NYCTwestival, as you’d expect, pulsed with the kind of nerdy joviality that has become Twitter’s default setting. Its venue featured a running Twitter feed (#NYCTwestival) that was projected against a giant screen on one wall of a cavernous dance floor. The feed moved rapidly, music swelled, iPhones glowed, dorkiness was delighted in (@veektor: “@mayafish and I are updating our apps in the corner. Wooooo!!!”), sociological wonderings were mused over (@johnsancheznyc: “Are the people at #nyctwestival actually standing around & tweeting at a party instead of talking? Both at the same time? I wonder!”), pragmatic queries were raised (@mayafish: “How did my iPhone get so sticky?”), pleas for help were proffered (@laurakb: “Just got a paper cut and am bleeding at the #nyctwestival anyone have a band aid?”), helpful advice was offered (@cckarl: “@Scott_Malish your fly is down.”), aesthetic judgments were rendered (@dstrelau: “OH: That guy looks like Peter Griffin”), and well-dressed 20- and 30-somethings—many of the girls, in heels; many of the guys, in sneakers—offered incredibly insightful observations about the surreality of Twittering something and then seeing it right there, on a screen, in front of you. “This is, like, so postmodern!” a girl giggled into her BlackBerry.

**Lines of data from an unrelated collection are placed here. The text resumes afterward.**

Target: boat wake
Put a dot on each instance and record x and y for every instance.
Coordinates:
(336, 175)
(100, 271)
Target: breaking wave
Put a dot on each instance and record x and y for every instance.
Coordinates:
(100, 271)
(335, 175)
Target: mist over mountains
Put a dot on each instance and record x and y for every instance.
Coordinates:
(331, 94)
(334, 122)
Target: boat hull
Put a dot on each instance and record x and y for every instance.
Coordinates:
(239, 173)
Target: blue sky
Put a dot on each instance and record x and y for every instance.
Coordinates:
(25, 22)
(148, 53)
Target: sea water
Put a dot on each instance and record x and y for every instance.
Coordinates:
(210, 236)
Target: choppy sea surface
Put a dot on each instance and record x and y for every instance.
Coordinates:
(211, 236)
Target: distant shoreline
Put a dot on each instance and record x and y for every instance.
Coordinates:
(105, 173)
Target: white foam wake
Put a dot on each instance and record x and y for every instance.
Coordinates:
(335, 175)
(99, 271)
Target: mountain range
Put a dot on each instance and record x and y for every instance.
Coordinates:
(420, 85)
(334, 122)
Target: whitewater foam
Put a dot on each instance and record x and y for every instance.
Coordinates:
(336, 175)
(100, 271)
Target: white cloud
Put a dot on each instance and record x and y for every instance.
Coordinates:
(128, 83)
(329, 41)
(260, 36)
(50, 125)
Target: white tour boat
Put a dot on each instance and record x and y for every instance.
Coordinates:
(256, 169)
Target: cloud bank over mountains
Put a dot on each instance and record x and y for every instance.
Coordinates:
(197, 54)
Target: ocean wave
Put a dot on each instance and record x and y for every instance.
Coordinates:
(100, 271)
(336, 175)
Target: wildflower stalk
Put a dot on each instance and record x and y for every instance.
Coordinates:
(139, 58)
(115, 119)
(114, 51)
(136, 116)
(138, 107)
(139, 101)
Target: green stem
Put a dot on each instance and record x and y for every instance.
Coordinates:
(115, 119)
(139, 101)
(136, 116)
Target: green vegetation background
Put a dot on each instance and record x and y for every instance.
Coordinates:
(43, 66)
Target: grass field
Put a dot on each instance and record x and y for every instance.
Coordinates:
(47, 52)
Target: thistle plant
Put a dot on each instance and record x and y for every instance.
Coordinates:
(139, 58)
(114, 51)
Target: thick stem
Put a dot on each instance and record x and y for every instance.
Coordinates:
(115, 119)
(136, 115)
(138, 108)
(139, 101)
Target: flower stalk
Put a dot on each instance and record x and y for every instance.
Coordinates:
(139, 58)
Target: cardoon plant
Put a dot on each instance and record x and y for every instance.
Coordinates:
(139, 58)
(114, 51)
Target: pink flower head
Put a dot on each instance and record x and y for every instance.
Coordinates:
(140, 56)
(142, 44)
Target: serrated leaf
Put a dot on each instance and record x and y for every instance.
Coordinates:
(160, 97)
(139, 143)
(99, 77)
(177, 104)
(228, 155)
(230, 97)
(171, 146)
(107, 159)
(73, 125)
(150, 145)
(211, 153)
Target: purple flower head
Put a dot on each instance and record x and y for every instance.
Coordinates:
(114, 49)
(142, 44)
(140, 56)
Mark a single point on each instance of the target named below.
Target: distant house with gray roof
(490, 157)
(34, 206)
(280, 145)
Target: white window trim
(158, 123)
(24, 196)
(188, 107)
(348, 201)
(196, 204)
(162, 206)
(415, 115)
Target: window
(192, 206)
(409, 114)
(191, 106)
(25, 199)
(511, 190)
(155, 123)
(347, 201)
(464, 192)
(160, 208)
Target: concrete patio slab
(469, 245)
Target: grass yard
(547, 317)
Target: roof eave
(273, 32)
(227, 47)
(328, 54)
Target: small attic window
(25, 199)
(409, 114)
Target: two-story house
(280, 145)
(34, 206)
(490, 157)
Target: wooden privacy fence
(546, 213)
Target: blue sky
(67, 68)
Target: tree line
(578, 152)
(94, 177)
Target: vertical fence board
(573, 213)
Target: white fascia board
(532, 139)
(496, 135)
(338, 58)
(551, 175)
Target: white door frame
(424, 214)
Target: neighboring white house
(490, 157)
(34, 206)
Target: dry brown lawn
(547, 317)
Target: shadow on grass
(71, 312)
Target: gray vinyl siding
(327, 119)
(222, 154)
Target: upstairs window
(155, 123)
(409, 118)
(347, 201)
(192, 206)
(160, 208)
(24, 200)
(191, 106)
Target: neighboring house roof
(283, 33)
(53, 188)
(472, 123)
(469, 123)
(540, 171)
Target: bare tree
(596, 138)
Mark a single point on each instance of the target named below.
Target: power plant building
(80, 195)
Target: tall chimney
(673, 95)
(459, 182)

So. Good, no? Sounds fun and community-minded and charmingly nerdy, right, like an event wonderfully suited to its impossibly chipper logo?
You’d think. But, then:
@thegiftd: “Dear #nyctwestival ure bollocks and yes I did that to get on screen. Yes I’m immature but this is a charity event that I had good faith in.”
@mayafish: “I’m sorry, #nyctwestival was kind of gay. I mean like retarded-gay.”
@chrismunns: “#nyctwestival was a joke and a waste of time. rip off drinks, rip off coat check. it wasnt twitter, it was fri night@meatpacking club 100%”
@ChazFrench: “Time for bed. #NYCTwestival #TwestivalNYC #Twestival. FUCK YOU, YOU LYING FRAUDS! FUCK YOU & YOUR SHEEP! YOU SUCK ASS!”
Yeah. Since there were plenty of people who had a great time at the Twestival (@funkybrownchick: “Oh my fucking god, if you’re not at #nyctwestival you’re missing out. I actually REALLY like the dance music / drunkfest. :)”; @vanillabean45: “had so much fun last night at #nyctwestival ears are still ringing! And I think I got whiplash from the extreme dancing teeheehee!!!”)…why did, by my rough count, about half of those who Twittered reactions to the event exhibit: anger/betrayal/dismay/disgust/some combination thereof?
@Brucewagner hazarded a guess: “Some complaining that #nyctwestival was nightclub event, loud music, $16 drinks, imposs. to converse.”